Other research in the Vistula River catchment concerns thermal discharges from power plants and their impact on water quality. The team at the Department of Hydrology and Hydrodynamics also pursue purely experimental research into water flow in rivers to develop models of river bed transformation. Such studies take place in many countries around the world, but they are expensive and time-consuming. They require the involvement of many people, because expensive equipment used in the research cannot be left unattended. The most basic measuring devices, called divers, are submerged in water for up to a year to collect and record data every 15 minutes.

The Department of Hydrology and Hydrodynamics takes part in various international projects and has for many years worked closely with the Norwegian Water Resources and Energy Directorate in Oslo, Norway. Projects funded under the Norwegian Financial Mechanism include research on the impact of climate change on extreme hydrological events. The project team, led by Prof. Renata Romanowicz, has been recently joined by two Ethiopian researchers. Napiórkowski says the project team has been gathering data and comparing a range of parameters to identify the common features of drainage basins in Poland and Norway. “We study phenomena that occur in both countries and predict those that might occur as a result of projected climate change over a time span of approximately 80 years,” says Napiórkowski. “We try to estimate the increase of temperature, changes in precipitation and so on. We use the findings and estimates to compile information for policy makers.”

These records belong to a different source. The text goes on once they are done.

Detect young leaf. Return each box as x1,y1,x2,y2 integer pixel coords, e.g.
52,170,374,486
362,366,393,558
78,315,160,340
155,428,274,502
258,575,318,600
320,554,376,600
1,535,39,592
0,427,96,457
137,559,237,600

The Department of Hydrology and Hydrodynamics works with three similar institutes in Britain, focusing on water quality research. Experts from Britain took part in experiments that the Polish researchers conducted in the upper Narew River catchment. Since the 1980s, the Department of Hydrology and Hydrodynamics has also worked closely with researchers in Ireland. The department’s members have spent many years in Ireland on internships that have led to a number of frequently quoted articles.

The department has 19 staff members, including 14 researchers, four postgraduate students and one maintenance worker.